É notório que a pessoa não adquire informações e conhecimentos apenas com os docentes, assim, na perspectiva da teoria sociocultural desenvolvida por Vygotsky, a aprendizagem é uma atividade conjunta, em que relações colaborativas entre os discentes podem e devem ser valorizadas, não obstante, o professor precisa ser o organizador e mediador desse processo. Além de ser o sujeito mais experiente, precisa planejar as atividades e direcionar projetos que fomentem a interação entre as pessoas, superando a visão tradicional de sujeito ativo e passivo em sala de aula.
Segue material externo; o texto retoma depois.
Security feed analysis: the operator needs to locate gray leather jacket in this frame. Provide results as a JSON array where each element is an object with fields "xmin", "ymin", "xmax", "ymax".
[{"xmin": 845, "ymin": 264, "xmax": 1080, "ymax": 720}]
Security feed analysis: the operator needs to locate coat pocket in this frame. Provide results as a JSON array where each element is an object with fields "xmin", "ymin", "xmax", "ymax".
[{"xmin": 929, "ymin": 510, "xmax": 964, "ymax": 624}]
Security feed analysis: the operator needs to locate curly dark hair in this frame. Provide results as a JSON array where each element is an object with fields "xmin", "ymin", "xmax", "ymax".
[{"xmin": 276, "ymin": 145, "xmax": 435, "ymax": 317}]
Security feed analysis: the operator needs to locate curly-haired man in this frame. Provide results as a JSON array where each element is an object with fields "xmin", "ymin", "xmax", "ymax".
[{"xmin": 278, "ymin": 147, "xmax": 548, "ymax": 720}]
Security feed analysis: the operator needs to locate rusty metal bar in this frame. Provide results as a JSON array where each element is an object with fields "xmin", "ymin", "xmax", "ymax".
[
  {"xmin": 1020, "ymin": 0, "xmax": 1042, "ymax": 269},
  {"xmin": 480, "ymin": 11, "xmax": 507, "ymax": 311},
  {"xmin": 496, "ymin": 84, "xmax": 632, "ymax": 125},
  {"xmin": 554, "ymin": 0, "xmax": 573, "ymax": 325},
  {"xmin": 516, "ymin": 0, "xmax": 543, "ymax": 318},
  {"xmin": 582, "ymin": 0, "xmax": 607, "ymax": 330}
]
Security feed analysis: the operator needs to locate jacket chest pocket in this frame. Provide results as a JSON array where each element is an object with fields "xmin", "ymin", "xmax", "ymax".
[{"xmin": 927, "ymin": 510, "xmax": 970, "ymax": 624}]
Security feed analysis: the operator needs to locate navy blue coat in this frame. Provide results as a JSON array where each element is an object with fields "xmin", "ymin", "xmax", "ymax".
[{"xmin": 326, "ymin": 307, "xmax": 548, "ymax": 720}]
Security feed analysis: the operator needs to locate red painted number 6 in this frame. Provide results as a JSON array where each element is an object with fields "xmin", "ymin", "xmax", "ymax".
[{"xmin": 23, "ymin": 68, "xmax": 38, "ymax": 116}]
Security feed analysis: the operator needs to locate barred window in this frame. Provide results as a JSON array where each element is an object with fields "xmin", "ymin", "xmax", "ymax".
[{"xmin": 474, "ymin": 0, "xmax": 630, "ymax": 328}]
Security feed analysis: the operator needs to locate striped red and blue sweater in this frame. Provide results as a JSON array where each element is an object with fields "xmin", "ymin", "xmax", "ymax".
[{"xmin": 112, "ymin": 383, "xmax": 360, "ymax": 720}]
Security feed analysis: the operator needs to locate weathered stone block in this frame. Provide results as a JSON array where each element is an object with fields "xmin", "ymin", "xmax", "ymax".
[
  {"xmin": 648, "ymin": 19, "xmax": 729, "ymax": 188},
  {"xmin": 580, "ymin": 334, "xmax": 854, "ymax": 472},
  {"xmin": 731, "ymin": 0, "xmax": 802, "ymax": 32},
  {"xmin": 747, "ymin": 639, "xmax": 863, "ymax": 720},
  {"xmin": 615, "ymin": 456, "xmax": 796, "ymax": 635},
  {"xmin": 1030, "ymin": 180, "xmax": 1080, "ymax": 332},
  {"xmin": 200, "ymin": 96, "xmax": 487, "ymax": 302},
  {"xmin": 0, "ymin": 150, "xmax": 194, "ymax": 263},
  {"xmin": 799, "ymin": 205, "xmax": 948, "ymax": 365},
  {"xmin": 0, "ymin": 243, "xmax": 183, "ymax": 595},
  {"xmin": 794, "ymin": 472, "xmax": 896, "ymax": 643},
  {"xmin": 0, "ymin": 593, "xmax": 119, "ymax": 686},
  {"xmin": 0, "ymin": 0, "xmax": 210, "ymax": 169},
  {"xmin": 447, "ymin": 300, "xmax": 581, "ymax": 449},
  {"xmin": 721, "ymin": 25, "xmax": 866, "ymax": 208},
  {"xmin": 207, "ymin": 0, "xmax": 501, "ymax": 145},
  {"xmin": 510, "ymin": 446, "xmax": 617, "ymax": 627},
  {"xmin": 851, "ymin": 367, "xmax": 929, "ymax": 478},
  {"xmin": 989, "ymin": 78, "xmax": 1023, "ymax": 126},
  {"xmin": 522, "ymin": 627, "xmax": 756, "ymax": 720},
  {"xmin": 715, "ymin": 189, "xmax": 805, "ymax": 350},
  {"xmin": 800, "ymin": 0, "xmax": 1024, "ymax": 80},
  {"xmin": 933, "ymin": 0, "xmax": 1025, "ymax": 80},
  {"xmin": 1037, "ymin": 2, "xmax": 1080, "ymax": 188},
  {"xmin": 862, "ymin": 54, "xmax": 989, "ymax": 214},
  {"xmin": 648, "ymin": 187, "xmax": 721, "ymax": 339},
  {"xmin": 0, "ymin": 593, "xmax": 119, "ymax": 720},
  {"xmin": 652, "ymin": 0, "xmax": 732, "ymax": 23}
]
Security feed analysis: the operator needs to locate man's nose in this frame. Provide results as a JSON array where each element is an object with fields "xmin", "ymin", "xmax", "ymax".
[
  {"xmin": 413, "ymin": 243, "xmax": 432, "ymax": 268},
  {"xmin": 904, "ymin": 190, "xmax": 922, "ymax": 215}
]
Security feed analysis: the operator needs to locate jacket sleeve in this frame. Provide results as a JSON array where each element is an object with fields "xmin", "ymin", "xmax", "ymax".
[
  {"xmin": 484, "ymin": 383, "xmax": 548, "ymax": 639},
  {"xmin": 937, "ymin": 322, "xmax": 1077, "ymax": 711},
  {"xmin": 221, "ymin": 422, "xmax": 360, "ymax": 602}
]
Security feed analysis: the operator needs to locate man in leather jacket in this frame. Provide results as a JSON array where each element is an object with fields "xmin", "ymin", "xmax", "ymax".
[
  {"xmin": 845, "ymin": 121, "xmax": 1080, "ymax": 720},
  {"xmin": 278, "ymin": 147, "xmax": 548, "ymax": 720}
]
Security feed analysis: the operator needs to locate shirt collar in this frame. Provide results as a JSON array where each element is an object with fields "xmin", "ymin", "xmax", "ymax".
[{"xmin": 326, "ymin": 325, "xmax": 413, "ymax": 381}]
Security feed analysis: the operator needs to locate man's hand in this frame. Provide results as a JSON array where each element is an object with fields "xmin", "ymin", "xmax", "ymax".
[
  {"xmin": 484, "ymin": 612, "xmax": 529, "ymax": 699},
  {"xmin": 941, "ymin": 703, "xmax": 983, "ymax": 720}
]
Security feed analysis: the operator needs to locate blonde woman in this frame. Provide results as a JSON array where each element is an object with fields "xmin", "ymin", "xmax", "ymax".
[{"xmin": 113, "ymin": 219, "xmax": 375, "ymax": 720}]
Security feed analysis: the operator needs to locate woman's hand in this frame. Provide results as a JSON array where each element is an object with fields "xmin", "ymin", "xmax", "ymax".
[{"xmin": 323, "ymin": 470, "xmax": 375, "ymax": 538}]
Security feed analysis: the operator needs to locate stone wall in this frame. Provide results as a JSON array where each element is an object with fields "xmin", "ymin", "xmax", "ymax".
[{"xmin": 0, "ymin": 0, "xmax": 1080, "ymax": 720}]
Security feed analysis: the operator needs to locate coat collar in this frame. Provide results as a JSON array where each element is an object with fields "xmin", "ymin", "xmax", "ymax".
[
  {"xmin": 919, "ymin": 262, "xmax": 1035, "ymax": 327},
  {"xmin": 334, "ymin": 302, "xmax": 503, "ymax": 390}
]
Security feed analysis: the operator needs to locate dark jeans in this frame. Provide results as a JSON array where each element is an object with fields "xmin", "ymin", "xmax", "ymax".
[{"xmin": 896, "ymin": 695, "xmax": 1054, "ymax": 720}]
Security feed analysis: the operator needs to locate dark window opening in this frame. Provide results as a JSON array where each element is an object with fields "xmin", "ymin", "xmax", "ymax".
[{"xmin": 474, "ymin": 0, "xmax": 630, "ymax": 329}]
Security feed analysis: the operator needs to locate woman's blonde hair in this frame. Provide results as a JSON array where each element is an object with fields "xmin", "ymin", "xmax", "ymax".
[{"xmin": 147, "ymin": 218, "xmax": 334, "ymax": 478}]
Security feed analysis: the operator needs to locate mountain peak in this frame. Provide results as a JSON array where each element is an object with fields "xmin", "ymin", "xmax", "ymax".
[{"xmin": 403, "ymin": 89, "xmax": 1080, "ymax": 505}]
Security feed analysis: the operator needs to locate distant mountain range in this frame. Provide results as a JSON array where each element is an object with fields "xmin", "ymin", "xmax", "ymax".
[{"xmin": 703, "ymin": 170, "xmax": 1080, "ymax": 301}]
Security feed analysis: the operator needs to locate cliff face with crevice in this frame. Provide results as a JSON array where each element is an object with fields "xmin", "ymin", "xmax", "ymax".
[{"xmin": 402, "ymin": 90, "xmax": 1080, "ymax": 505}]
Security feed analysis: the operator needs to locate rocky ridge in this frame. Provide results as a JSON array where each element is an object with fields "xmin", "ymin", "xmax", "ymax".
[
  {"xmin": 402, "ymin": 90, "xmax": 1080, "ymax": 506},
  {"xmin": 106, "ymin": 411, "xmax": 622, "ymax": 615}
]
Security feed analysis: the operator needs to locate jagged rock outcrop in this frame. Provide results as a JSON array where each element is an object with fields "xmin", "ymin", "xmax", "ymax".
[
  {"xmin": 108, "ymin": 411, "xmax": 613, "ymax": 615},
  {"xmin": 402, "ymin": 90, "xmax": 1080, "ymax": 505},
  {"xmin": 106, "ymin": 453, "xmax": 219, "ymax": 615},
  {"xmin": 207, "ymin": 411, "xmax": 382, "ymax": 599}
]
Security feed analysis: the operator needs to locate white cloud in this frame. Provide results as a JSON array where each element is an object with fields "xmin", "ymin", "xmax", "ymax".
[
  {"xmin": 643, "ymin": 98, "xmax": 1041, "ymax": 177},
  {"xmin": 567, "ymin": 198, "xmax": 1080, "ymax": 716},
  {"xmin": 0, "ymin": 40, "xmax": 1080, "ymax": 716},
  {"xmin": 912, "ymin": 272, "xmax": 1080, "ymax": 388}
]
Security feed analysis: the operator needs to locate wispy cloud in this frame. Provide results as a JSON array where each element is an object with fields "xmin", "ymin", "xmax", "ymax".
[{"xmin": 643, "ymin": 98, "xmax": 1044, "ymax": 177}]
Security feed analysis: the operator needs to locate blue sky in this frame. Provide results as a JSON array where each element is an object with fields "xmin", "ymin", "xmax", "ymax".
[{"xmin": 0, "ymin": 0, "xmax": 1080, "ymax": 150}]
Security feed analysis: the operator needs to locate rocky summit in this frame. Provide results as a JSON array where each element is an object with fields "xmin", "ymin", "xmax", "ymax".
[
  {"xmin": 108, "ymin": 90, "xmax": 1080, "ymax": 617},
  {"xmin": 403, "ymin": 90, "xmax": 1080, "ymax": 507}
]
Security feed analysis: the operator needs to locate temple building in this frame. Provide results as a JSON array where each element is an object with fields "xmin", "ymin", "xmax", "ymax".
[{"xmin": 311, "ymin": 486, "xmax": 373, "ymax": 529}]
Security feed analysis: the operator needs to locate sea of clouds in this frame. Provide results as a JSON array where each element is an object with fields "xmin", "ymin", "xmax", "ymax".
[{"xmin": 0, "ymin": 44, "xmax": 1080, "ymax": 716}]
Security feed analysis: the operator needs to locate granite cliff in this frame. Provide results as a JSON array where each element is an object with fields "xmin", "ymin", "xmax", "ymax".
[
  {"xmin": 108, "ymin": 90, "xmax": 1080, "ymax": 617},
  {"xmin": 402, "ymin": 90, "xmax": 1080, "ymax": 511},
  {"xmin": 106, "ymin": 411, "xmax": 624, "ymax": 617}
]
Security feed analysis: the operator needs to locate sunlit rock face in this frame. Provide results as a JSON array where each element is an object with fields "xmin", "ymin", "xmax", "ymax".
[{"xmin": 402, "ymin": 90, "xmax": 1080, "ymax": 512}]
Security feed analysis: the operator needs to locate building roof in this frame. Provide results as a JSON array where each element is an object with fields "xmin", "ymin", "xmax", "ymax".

A partir da concepção de aprendizagem mediada, Vygotsky demonstrou a importância da mediação para fomentar o desenvolvimento dos processos mentais superiores, isto é, planejar atividades e ações, conceber consequências de uma decisão, imaginar objetos, criar perspectivas, possuir foco e definir medidas a serem adotadas, entre outros. Tais mecanismos psicológicos indicam a evolução do ser humano e são fundamentais na aquisição de conhecimentos, informações, realizar funções e atividades, organização pessoal etc.


Na teoria de Vygotsky, destacam-se também os elementos mediadores (os instrumentos e os signos), pois são relevantes na interação do indivíduo com o meio, nas relações interpessoais e na execução de atividades. Os instrumentos se referem à conexão entre o homem e o mundo, pois ampliam as possibilidades e potencialidades de transformação do espaço, por exemplo: o cerrote permite cortar mais precisamente os objetos, uma vara de pescar facilita “pegar o peixe”, um recipiente auxilia no armazenamento de água etc. Isso define a capacidade de pensar e criar objetos técnicos para facilitar a vida humana.


O signo, por sua vez, sempre representa algo especificamente, como o caso da palavra carro que remete ao objeto concreto carro. O ser humano pode imaginar sem a necessidade de ver, e essa capacidade possibilita criar imagens, pensar no caminho a ser percorrido mesmo antes de realizá-lo, não fazer ações que podem resultar em problemas, melhorar a organização pessoal e profissional no cotidiano, entre outros.


Apesar da sua grande contribuição, ainda é limitada a incorporação da teoria de Vygotsky nas escolas, faculdades e universidades brasileiras, existindo, muitas vezes, a presença de concepções conservadoras, resistências à incorporação de um pensamento crítico/reflexivo e desvalorização das relações sociais no ambiente educacional.